Il y a certaines initiatives qui ne visent pas à introduire un changement. Il y a des initiatives référendaires. C'est-à-dire, que les initiateurs savent qu'un changement se profil alors ils lancent une initiative pour bloquer la réforme prévue. Par exemple: initiative Poste pour tous. Qui visait à s'opposer à la libéralisation, privatisation de la poste (inscrire dans la constitution, l'interdiction de la libéralisation de la Poste).

Ce tableau nous donne une image détaillée, du nombre de votations populaires qui ont eu lieu en Suisse depuis la création de l'Etat fédéral et jusqu'en 2012. Entre 1848 et 2012, il ya eu 581 votations populaires au niveau fédéral. 230 au titre du référendum obligatoire, 169 au titre du référendum facultatif, 182 au titre de l'initiative populaire.

Ce que ce tableau nous montre, c'est qu'il y a eu une forte augmentation des les années 70, de votations populaires.

L'augmentation ne s'est pas faite de manière linéaire, mais il ya eu dans la décennie des années 70, une espèce de saut.
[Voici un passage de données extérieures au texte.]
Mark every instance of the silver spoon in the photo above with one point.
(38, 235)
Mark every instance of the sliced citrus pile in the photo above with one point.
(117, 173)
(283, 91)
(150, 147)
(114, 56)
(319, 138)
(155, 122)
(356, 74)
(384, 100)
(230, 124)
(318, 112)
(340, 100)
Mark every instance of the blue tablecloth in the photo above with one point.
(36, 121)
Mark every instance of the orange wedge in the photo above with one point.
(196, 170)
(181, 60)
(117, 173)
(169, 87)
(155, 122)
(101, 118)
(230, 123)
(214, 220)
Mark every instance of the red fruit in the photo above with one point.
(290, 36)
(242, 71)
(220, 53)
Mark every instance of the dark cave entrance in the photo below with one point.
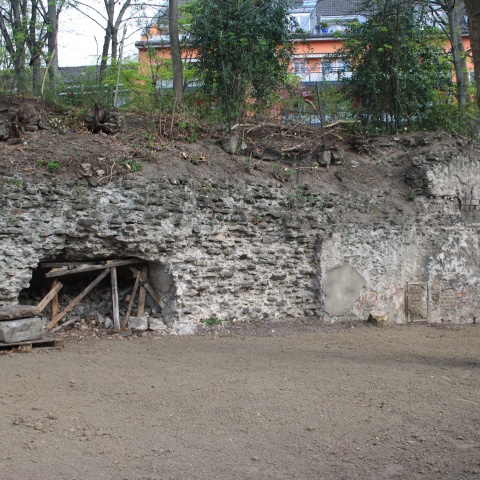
(102, 292)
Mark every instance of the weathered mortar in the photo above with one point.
(250, 251)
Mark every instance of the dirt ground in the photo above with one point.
(267, 402)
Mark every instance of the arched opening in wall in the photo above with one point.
(114, 293)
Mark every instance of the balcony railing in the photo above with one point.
(323, 75)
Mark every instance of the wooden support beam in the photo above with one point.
(89, 268)
(72, 304)
(132, 299)
(54, 306)
(153, 294)
(49, 296)
(115, 310)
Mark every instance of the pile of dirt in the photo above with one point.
(45, 142)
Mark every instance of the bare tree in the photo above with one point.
(175, 50)
(452, 26)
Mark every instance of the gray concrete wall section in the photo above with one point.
(243, 251)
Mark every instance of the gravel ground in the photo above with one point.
(327, 403)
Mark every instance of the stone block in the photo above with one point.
(138, 324)
(156, 324)
(13, 312)
(21, 330)
(342, 287)
(378, 318)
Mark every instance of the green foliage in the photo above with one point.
(52, 166)
(244, 50)
(398, 66)
(211, 321)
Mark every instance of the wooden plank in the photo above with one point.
(54, 305)
(54, 291)
(115, 309)
(132, 299)
(72, 304)
(64, 264)
(142, 294)
(90, 268)
(44, 342)
(153, 294)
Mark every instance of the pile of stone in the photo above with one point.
(20, 323)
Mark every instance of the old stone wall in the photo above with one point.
(257, 251)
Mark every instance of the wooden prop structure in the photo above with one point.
(108, 267)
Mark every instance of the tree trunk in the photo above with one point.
(106, 48)
(36, 74)
(52, 42)
(176, 50)
(473, 12)
(458, 50)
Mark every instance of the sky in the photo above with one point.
(80, 40)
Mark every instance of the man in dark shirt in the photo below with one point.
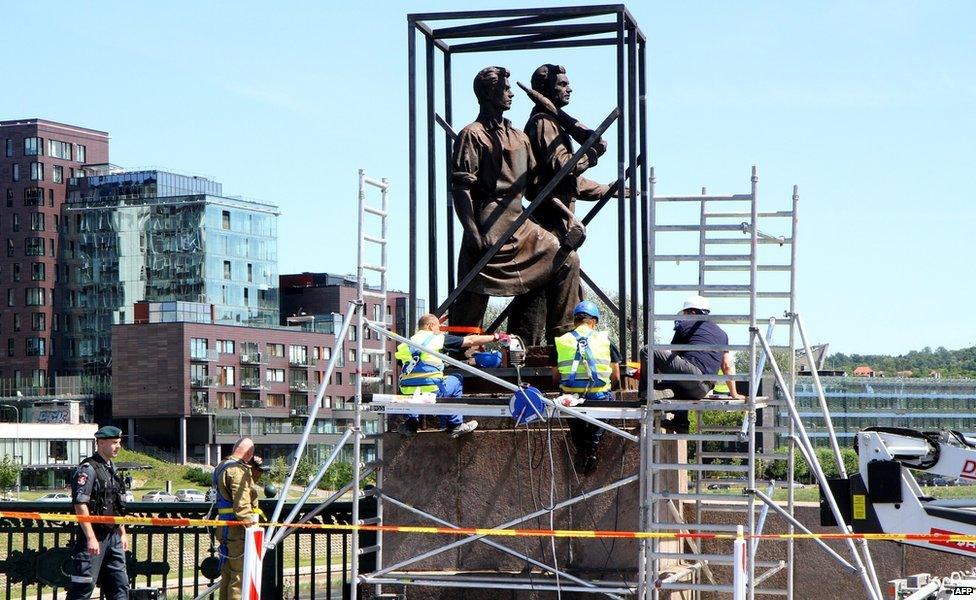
(98, 554)
(691, 362)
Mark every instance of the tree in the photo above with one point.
(9, 473)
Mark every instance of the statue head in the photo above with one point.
(492, 89)
(551, 81)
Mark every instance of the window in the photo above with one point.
(35, 296)
(34, 197)
(32, 146)
(198, 348)
(36, 346)
(225, 400)
(58, 149)
(226, 375)
(58, 449)
(34, 247)
(297, 355)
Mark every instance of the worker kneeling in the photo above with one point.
(423, 372)
(587, 365)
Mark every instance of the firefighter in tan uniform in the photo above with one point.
(234, 484)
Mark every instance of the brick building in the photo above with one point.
(37, 159)
(198, 386)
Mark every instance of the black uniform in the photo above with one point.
(97, 484)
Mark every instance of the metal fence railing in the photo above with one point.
(309, 563)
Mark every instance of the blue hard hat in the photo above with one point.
(587, 308)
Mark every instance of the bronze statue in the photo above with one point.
(551, 133)
(492, 165)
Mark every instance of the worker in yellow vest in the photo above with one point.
(587, 365)
(422, 372)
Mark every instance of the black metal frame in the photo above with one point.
(535, 29)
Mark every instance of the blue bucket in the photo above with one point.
(527, 406)
(488, 360)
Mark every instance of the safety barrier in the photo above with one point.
(171, 548)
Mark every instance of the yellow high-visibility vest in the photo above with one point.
(421, 371)
(583, 361)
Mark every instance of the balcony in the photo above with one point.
(252, 358)
(251, 383)
(206, 356)
(202, 408)
(204, 382)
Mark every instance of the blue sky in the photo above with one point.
(869, 107)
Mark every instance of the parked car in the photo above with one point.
(190, 496)
(158, 496)
(55, 497)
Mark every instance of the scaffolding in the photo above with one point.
(742, 258)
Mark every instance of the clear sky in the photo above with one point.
(869, 107)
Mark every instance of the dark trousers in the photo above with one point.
(586, 436)
(106, 568)
(544, 313)
(668, 362)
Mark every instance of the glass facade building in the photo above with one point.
(857, 402)
(123, 243)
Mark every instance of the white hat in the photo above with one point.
(698, 302)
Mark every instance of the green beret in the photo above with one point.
(109, 432)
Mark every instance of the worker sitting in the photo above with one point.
(690, 362)
(423, 372)
(588, 365)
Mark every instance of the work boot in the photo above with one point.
(663, 394)
(462, 429)
(408, 428)
(585, 463)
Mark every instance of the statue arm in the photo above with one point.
(464, 207)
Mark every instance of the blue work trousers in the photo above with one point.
(107, 568)
(449, 387)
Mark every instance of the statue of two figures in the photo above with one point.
(496, 165)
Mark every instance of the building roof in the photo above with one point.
(36, 121)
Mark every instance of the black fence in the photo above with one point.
(35, 555)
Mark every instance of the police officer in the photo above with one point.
(233, 482)
(99, 550)
(587, 364)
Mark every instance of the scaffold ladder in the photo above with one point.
(724, 237)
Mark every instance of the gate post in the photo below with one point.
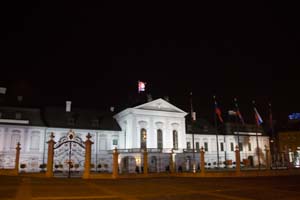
(49, 172)
(145, 157)
(202, 161)
(171, 162)
(87, 161)
(268, 158)
(115, 163)
(237, 159)
(18, 148)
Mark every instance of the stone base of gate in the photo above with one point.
(10, 172)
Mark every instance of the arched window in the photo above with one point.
(143, 138)
(175, 139)
(159, 139)
(15, 138)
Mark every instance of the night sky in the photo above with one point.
(94, 55)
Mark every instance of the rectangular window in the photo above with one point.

Comment expliquer cette augmentation abrupte à partir années 1970? Nouveaux enjeux, une augmentation du conflit en Suisse lié aux enjeux redistribuai (année 1970 = première crise de pétrole). Il n'y a pas vraiment de réponse unique. Cette augmentation est observée pour chacune des institutions (pour les 3).

Donc, le référendum facultatif et l'initiative ne sont pas uniquement les seuls acteurs de la surcharge du travail parlementaire. Ce n'est pas donc uniquement l'augmentation de demande du bas vers le haut, mais aussi l'augmentation de propositions de la classe politique elle même.